A tarefa de desenhar uma proposta para um futuro Centro de Pesquisas em Bioetanol é uma das metas estabelecidas no contrato de gestão entre o Ministério da Ciência e Tecnologia (MCT) e o Centro de Gestão e Estudos Estratégicos (CGEE), que encarregou o físico Cylon Gonçalves da Silva de coordenar a elaboração do projeto conceitual. Até 31 de dezembro, o documento que conterá o projeto, base para sua instalação, será entregue ao ministro Sergio Rezende. “O desafio para o Brasil é produzir 10, 20 vezes mais etanol do que produz hoje. Para isso, o País deverá modernizar sua agricultura, organizar a produção, e investir na pesquisa em várias frentes para obtenção do etanol celulósico", reflete Cylon, que tem na sua bagagem a experiência de implantar o Laboratório Nacional de Luz Síncrotron. De acordo com ele, e baseado no estudo sobre etanol que o CGEE elabora desde 2004 (clique aqui para saber mais), “É aí que o novo centro desempenhará seu papel”, diz.

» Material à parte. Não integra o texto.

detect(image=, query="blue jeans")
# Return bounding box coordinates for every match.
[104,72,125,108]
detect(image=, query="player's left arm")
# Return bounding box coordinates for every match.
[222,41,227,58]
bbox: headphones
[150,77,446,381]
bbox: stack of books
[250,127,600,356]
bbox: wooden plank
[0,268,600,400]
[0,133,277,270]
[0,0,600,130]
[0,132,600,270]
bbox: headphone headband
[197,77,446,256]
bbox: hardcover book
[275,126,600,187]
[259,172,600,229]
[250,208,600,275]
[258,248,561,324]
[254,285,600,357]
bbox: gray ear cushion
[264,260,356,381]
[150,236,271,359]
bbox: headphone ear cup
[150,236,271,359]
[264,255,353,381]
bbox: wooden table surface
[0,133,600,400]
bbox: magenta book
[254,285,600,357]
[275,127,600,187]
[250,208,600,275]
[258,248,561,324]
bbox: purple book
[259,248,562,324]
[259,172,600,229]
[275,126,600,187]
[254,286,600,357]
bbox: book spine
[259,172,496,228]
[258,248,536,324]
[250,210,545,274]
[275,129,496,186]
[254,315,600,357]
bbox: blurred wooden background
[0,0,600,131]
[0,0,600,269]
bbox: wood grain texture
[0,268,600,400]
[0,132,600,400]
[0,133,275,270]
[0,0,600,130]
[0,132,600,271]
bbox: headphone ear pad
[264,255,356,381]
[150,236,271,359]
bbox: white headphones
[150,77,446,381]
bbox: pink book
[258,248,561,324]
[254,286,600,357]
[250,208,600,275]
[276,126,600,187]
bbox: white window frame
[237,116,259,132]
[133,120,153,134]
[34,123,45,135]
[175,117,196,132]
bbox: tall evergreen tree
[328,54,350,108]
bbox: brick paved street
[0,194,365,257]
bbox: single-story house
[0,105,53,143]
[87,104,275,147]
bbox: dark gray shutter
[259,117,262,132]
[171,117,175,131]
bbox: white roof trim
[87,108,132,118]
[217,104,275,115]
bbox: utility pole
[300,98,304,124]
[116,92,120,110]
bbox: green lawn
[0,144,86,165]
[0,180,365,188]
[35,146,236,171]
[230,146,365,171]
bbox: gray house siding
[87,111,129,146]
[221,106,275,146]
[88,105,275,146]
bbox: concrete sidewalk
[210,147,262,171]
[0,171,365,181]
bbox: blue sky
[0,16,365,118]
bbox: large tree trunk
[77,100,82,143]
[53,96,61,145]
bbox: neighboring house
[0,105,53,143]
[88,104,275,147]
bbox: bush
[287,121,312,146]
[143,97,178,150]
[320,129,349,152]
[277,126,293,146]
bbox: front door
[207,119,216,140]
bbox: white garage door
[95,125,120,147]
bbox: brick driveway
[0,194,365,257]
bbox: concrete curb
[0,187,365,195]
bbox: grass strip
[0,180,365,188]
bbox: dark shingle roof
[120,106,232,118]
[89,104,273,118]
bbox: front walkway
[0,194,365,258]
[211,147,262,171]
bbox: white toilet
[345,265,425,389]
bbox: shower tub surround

O contexto geral da produção de etanol no Brasil
O coordenador do projeto – que ocupou também a secretaria de programas e políticas do MCT durante a gestão do atual governador de Pernambuco, Eduardo Campos – observa que, nos níveis de consumo de energia atuais, os biocombustíveis serão um pequeno nicho no “gigantesco negócio” do fornecimento de energia. Esse nicho, no entanto, tem importância estratégica para o Brasil, porque aqui “tem terra, tem água, tem sol” para produzir etanol a partir de cana-de-açúcar. De longe, a cana é a planta de melhor eficiência energética entre as utilizadas atualmente: o etanol produz 10 ou até 11 unidades de energia para cada uma despendida na produção. Até aqui, entretanto, o caminho do etanol de cana-de-açúcar não requereu grande esforço de pesquisa. Cylon destaca o trabalho do Centro de Tecnologia Canavieira, de Piracaicaba, interior de São Paulo, financiado atualmente por um consórcio de empresas do setor. “Mesmo assim, o Brasil não produziu nada extraordinário do ponto de vista científico ou tecnológico”, observa. “O modelo atual da cultura de cana, baseado na queima da palha e em mão de obra quase “descartável” em pleno século 21, não serve a uma ambição nacional maior”, raciocina. Para atender a novos patamares de produção, será necessário estabelecer um novo modelo, intensivo em tecnologia, baseado na agricultura de precisão e na mecanização da colheita. “Nessa escala, será imprescindível a sustentabilidade – solo, água, biodiversidade têm que ser estudados com atenção”. Para ele, nesse assunto, a Embrapa deverá ter um papel central a cumprir – aproveitando, inclusive, sua presença em todo o território nacional e sua tradição no extensionismo rural.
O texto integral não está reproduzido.